Mothers have been found to perpetrate most Munchausen syndrome by proxy cases because women are more likely to be the primary caregivers to their children, so they have more opportunity to carry out the abuse undetected, according to Feldman.

“It’s not considered weird for mothers to bring the child for healthcare interventions. They can get away with it for longer, and sometimes indefinitely,” he says.

Feldman says he’s found in his research that in many families in which Munchausen syndrome by proxy cases are diagnosed, traditional values along gendered lines — where fathers are breadwinners and mothers handle childcare — are upheld more rigidly. He’s seen several examples of the condition in families where fathers are oblivious to what’s going on between their wives and their children.

Munchausen syndrome by proxy corrupts the concept of motherhood, according to Feldman, who says that people who are given a diagnosis typically have some other personality disorder and a longtime pattern of using maladaptive methods to meet their needs. “It’s a caricature of mothering. These perpetrators come across as being heroic, indefatigable, devoted to their children,” Feldman says. “Doctors are presented as incompetent, because mother knows best. There’s a thread of duplicity running through all of their behaviors.”

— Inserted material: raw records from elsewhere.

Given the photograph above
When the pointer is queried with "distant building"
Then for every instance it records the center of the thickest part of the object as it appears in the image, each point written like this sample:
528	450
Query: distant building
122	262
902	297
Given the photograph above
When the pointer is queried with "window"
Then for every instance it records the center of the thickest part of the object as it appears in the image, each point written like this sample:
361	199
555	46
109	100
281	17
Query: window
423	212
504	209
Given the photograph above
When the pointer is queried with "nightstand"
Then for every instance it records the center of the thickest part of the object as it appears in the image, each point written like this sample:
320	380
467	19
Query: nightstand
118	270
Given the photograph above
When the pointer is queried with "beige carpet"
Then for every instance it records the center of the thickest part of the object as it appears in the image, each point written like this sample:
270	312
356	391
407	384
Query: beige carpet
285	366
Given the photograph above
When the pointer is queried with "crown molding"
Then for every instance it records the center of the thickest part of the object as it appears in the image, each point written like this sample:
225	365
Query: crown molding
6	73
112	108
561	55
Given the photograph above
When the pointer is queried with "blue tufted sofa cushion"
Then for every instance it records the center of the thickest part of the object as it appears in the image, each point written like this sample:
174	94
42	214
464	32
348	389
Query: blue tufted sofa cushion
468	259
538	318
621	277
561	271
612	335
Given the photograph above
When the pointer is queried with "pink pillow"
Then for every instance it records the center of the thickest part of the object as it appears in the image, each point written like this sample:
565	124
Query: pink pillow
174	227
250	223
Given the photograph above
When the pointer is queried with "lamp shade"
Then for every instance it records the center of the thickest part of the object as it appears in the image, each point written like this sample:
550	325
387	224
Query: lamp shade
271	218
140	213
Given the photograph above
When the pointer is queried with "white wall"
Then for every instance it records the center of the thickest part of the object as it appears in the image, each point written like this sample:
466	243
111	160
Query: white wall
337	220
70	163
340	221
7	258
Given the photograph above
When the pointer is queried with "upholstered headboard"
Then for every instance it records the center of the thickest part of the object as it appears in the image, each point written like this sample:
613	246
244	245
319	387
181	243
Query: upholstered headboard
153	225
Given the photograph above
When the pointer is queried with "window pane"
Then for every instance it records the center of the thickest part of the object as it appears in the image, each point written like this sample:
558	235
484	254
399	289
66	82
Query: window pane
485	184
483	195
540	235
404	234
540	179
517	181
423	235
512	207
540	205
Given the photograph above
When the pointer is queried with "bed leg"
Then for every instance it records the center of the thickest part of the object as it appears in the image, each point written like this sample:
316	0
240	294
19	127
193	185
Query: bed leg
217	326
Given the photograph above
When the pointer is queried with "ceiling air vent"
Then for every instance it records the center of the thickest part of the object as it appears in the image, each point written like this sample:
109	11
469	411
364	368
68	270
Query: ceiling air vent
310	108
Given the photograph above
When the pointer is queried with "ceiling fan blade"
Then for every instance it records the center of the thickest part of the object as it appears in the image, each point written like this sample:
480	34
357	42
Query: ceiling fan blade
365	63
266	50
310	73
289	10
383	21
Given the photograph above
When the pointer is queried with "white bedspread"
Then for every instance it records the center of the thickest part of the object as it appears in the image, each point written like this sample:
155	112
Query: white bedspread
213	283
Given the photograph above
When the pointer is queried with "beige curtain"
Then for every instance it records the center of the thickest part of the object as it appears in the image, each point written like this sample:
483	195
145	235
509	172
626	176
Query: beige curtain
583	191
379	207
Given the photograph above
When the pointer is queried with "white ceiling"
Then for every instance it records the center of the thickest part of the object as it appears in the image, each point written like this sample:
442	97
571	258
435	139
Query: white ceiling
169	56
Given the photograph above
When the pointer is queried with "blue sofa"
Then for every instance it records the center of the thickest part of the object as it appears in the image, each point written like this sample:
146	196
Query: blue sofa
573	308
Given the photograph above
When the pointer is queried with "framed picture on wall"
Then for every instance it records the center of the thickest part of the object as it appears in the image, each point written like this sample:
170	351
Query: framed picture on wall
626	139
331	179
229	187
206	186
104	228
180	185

Elizabeth Podnieks, a professor of English at Ryerson University whose research has centered on motherhood and pop culture, tells TIME that the rise of the portrayal of Munchausen syndrome by proxy complicates a longtime dichotomy that figures mothers as either bad or good, but nothing in between. Using the disorder to tell stories allows viewers to look at characters who take on “two sides of the same coin.”

“We have a woman who’s trying to make her child sick. The child is then, therefore, in desperate need of a mother’s care, allowing her to showcase that she’s the embodiment of the maternal figure that women are expected to be,” she says.

In Podnieks’s view, the growing portrayal of Munchausen syndrome by proxy on TV coincides with the rise of anxieties surrounding motherhood. The concept of “intensive mothering,” in which the mother, held primarily responsible for child-rearing, adheres to a lifestyle that totally revolves around the child, has taken root even as more and more women join the workforce, she says. Developed by the sociologist Sharon Hays, the “intensive mothering” ideology puts extra pressure on working mothers to maintain unrealistic standards of parenting.

The growing occurrence of intensive forms of parenting (think of “tiger” or “helicopter” moms), and the consistent focus on mothers’ performance have led to a moment in which narratives about “bad moms” or caregivers who break away from their traditional roles attract viewers, according to Podnieks. She refers to the The Perfect Nanny, a 2018 novel based on a real 2012 murder case in which a nanny killed the children she was hired to look after, as another instance in which a mother might be judged — in this case, for making the decision to hire outside help. Mothers with Munchausen syndrome by proxy make for even better fodder for drama onscreen, she says, because they look perfect to the outside world, but a dark reality lies beneath.

“The Munchausen mother is the ultimate overprotective mother,” she says. “It feeds into that same idea of extreme kinds of parenting that might not be surprising given all the burdens and pressures that women still face.”